In Mobile-AMT, the training target for an onset or offset extends over multiple time steps, forming a triangle centered on the target annotation. Originally proposed by Kong et al. [2], such triangles allow expressing positions at a higher resolution than the frame rate. However, predicting such triangles requires lookahead in the model, as the output must increase before the actual event. Furthermore, interpreting the predictions requires lookahead in postprocessing in order to find each triangle’s maximum. As a preparation for switching to a causal version of Mobile-AMT with causal postprocessing, we thus replace the triangular targets with binary targets that are active only at the frame that is closest to an annotation.

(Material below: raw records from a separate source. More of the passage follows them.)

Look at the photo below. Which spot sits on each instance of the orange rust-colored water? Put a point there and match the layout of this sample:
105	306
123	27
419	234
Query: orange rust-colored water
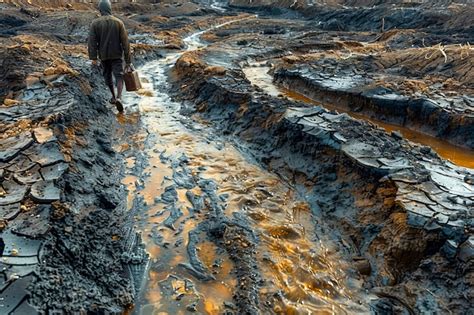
259	76
311	277
457	155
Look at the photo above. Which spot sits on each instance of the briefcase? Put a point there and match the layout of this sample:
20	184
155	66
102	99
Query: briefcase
132	80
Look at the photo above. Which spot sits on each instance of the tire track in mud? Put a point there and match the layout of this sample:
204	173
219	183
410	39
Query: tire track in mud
223	234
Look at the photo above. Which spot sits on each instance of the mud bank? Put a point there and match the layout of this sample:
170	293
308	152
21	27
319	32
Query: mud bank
388	199
68	240
353	93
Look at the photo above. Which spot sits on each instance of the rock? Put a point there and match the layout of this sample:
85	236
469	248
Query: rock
30	176
363	266
46	154
32	226
397	135
469	179
11	147
191	307
45	192
54	171
9	212
43	135
466	250
449	249
14	193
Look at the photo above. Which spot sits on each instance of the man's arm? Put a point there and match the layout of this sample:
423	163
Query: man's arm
125	44
93	44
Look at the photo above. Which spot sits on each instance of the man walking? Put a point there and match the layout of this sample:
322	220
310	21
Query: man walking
108	42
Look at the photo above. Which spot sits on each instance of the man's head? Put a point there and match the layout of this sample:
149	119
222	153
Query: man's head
105	7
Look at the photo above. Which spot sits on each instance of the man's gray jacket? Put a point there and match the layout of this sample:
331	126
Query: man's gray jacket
108	39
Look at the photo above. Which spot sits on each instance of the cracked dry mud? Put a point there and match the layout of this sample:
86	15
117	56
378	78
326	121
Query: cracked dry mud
315	158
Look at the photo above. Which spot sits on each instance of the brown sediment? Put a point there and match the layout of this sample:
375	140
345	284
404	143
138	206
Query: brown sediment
458	155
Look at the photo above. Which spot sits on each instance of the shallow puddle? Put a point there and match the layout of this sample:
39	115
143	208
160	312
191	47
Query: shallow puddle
259	76
182	153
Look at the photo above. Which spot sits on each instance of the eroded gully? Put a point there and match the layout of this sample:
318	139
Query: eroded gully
258	74
222	233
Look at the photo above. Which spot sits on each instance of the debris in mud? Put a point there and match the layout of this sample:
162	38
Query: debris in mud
245	194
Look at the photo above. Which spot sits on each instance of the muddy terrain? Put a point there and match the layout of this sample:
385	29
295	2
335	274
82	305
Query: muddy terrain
283	157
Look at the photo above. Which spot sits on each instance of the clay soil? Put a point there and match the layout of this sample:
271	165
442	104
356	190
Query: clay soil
276	160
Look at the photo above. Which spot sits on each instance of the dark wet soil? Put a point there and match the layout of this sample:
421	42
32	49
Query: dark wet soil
235	182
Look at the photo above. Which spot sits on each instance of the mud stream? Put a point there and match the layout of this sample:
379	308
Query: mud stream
259	76
191	177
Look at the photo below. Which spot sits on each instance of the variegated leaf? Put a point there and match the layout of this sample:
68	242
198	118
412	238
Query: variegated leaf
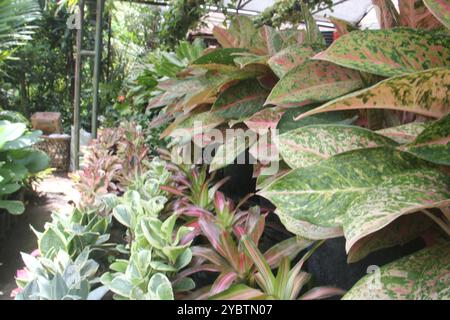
387	14
426	93
241	101
314	81
277	40
342	26
390	52
248	59
192	125
414	14
433	144
241	34
313	35
287	122
424	275
285	60
221	56
361	191
264	120
399	232
440	9
234	146
405	133
309	145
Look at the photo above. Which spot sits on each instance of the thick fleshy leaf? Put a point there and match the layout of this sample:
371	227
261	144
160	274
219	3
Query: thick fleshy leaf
241	34
387	15
425	93
363	191
287	122
193	125
239	292
277	40
313	34
433	144
248	59
314	81
405	133
240	101
423	275
12	206
261	263
285	60
234	146
312	144
264	120
221	56
399	232
409	51
414	14
342	26
440	9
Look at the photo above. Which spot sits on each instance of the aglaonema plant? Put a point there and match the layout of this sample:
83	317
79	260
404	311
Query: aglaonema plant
377	188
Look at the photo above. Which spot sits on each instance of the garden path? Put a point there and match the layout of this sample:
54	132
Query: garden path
56	192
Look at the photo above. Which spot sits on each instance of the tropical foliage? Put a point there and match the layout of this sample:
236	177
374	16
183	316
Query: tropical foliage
361	181
18	162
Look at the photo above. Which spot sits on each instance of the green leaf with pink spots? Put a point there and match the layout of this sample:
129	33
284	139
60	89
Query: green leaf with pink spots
311	144
390	52
433	144
241	100
359	192
426	93
403	134
285	60
440	9
424	275
314	81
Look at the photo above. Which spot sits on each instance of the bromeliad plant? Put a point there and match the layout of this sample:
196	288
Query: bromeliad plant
111	163
285	285
18	162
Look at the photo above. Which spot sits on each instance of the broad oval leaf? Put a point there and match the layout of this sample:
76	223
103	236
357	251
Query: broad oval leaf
403	134
361	191
433	144
423	275
409	51
399	232
288	122
221	56
314	81
426	93
285	60
233	147
309	145
241	101
440	9
264	120
414	14
388	16
277	40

As the changed label encoding results in a heavily imbalanced binary classification task, particularly for onset and offset targets, we try weighting their positive occurrences with a factor of 10 in the binary cross-entropy loss [18]. Additionally, pointwise classification targets penalize small temporal deviations more strongly than triangular targets. To account for this, we test applying a shift-tolerant loss recently proposed for beat detection [19], with a tolerance of \(\pm\)​1 frame (\(\pm\) 10 ms at our frame rate).

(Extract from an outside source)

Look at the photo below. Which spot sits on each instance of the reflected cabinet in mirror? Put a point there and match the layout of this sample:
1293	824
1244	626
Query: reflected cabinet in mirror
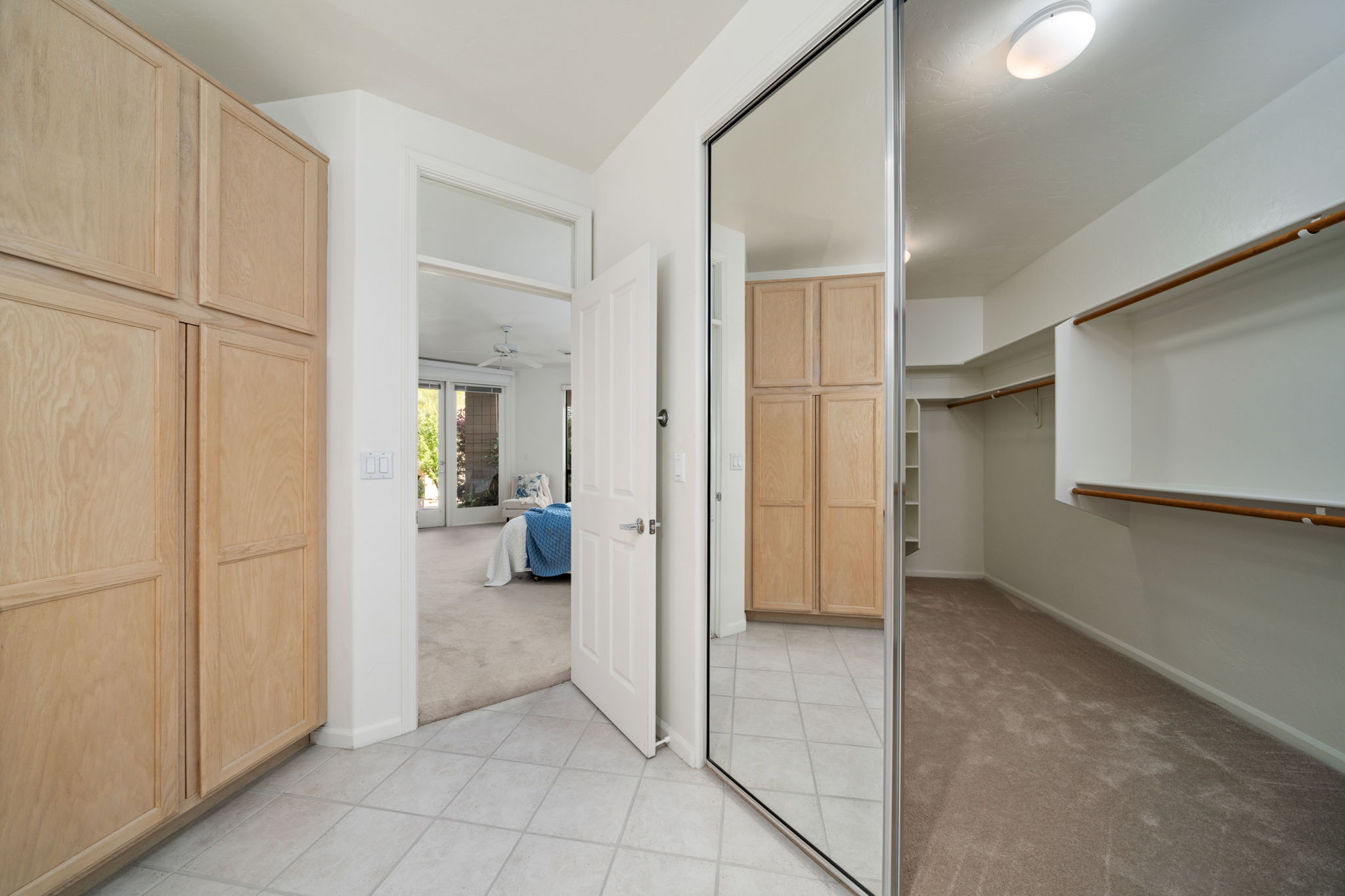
798	453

We also modify the postprocessing to ensure that the prediction for the current frame relies only on past information. First, we binarize the output probabilities: for onset and offset targets, an activation is detected when the current frame exceeds a given threshold while the previous frame does not. A frame activation is recorded if the current frame surpasses the threshold. Next, we eliminate re-onsets of the same pitch that occur within a predefined minimum re-onset distance. Finally, we determine the offset of an active note based on the earlier occurring one of either frame inactivity or offset activity.

We test the change in label encoding in combination with different (weighted) loss functions in five different experimental setups: In TP1 we train our reference model with the original loss functions and regression target encoding scheme as proposed by the authors [5]. In TP2 we use classification targets, and in TP3 we additionally apply a weight factor \(10\) on both the onset and offset targets. Finally, we apply the shift-tolerant BCE loss (with a tolerance of \(\pm\)​10 ms), either unweighted (TP4) or weighted again by a factor of \(10\) (TP5). All five setups use our strictly causal postprocessing described above. The model architecture remains as proposed in Mobile-AMT.

Table 1 lists the note onset F1 scores on the MAESTRO v3.0 validation set for the different training targets and loss functions, combined with different onset threshold values applied during postprocessing, as evaluated on different onset tolerance thresholds. We choose to evaluate at lower tolerance thresholds as they reflect a real-time system’s practical responsiveness better than the commonly used \(\pm\) 50ms do, which might mask latency issues by crediting the model for detections that would feel delayed to a user in an interactive scenario. Learning pointwise binary targets without any further modification (TP2) proves superior to short sequential regression (TP1), provided a low enough onset threshold during postprocessing. The effect of lower onset detection thresholds is somewhat mitigated by weighting positive labeled examples higher (TP3), and virtually fully eliminated by using a shift-tolerant loss (TP4). There is no further improvement when combining weights and shift-tolerance (T5).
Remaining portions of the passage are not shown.